After ten years of an annual Bus and Coach racing event, Trucks and Lorries raced at the United Downs Raceway for the first time on 24 May 2015.  The incredible event even featured Steve Williams scoring a race win in a refuse lorry!  The annual Trucks and Lorries event is now one of the most popular at the circuit each year.

In 2017, the United Downs Raceway hosted the final of the £2000 Zetec Challenge for BriSCA F2 Stock Cars, which was the richest ever Stock Car meeting in Cornwall.

The 2019 season carried huge significance, as it marked 50 years since Stock Car racing first took place at the United Downs Raceway.  On Easter Sunday, race fans remembered and celebrated the enormous contribution made by Mike May of Monarch Promotions, with a special memorial meeting after Mike had passed away earlier in the year.  The circuit’s 200th BriSCA F2 Stock Car meeting was contested in the summer of 2019, and in August, it will finally played host to the World Championship Semi Finals meeting for BriSCA F2 Stock Cars.  After years and years of lobbying by promoters Autospeed, this highly prestigious event on the Stock Car racing calendar was allocated to Cornwall.  There had not been a World Championship Semi Final in the county since 1985.  Each of the 56 qualifiers for the two Semi Final races were presented with a stained glass style engine house as a memento for their efforts, in deference to the track’s location, situated as it is on the site of the Ale & Cakes mine – part of the wider World Heritage site.  Scottish ace Gordon Moodie and Cornish star Ben Borthwick were the winners of the respective Semi Final races.  This underlined the nationwide appeal of Stock Car racing, as members of the racing community from as far away as Arberlour in the north of Scotland converged on the Cornish venue.

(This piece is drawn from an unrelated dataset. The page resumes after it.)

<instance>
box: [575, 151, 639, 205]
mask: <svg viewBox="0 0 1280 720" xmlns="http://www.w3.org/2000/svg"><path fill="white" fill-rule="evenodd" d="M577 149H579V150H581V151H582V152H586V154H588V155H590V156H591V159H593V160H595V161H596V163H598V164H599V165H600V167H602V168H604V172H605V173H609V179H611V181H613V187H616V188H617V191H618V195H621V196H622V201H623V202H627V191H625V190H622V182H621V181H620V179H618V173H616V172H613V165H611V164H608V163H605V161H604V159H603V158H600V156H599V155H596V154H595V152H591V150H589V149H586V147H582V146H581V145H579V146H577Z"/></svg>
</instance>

Despite the Covid-19 pandemic which forced the track to remain idle for four months in 2020, the second part of the season featured some outstanding race meetings, which attracted decent crowds considering the restrictive conditions, once more emphasising the huge appeal of the Raceway to local supporters and those from further afield who combined their visit with a stay in the region.